Plan your gifts to charitable organizations to get the best tax break. If you expect to be in a different tax bracket in 1984 than in 1983, the timing on charitable gifts could be significant.

The objective is to get the deduction in the year in which you get the larger tax savings. If you expect to retire around the end of the year, so that your income will drop in 1984, make all the deductible gifts you can afford this year when you get a more valuable deduction.

Follow the opposite strategy, of course, if you expect your income to jump--perhaps because of an anticipated raise or because your presently nonworking spouse will be employed next year.

If you own securities that have increased in value, you might consider giving the securities instead of cash. You may claim the deduction for the market value on the date of the gift, but with no liability for reporting the gain.

You may want to take a look at the whole area of Schedule A deductions. Make a rough tally of deductible items so far, plus an estimate for the rest of the year. If it looks like the total will not exceed the zero bracket amount for your filing status, postpone whatever you can until next year, when you might have enough to itemize.

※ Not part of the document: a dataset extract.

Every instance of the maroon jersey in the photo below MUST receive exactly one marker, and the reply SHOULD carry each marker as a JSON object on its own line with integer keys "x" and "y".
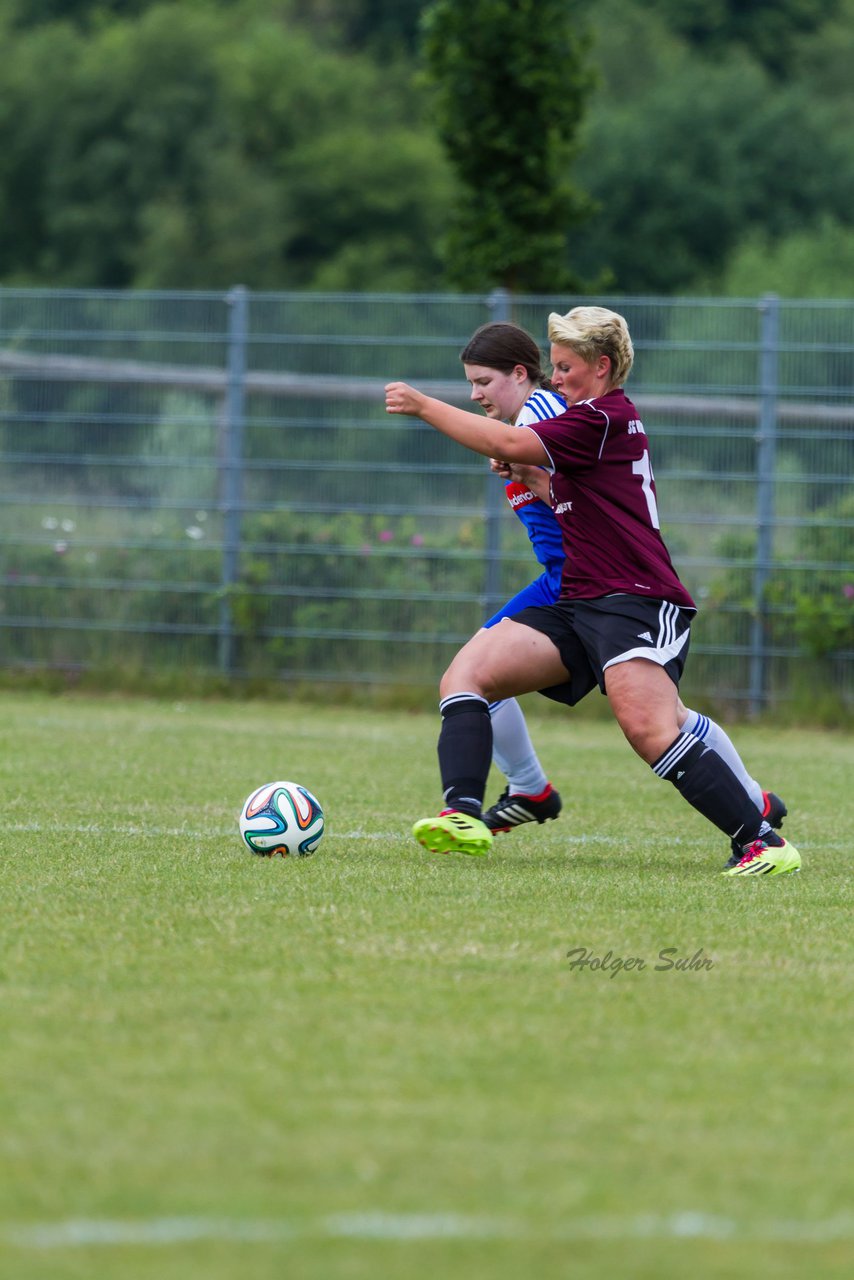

Go through the same kind of exercise for all dependents you plan on claiming for 1983. Except for children under 18 or full-time students, you will lose the exemption if the dependent earns more than $1,000.

And for all dependents, regardless of age, you must provide more than half the support. If it looks like your exemption for any dependent might be in jeopardy, make some adjustments while there is still time to save it.

Are you planning on selling your home any time soon? If you're coming up on age 55, it might pay to wait, so you can take advantage of the one-time exclusion of up to $125,000 in capital gain on the sale of your personal residence.

If you're an active investor, timing can make a substantial difference in your tax bill. If you sell a security in a year or less after purchase, the entire capital gain will be taxed. But only 40 percent of the gain on an asset held more than a year will be subject to tax.

Conversely, you should generally try to take losses short-term to recoup as much as possible of the loss in the form of tax savings. Tax liability should not be primary in planning tax strategy, but should certainly be considered.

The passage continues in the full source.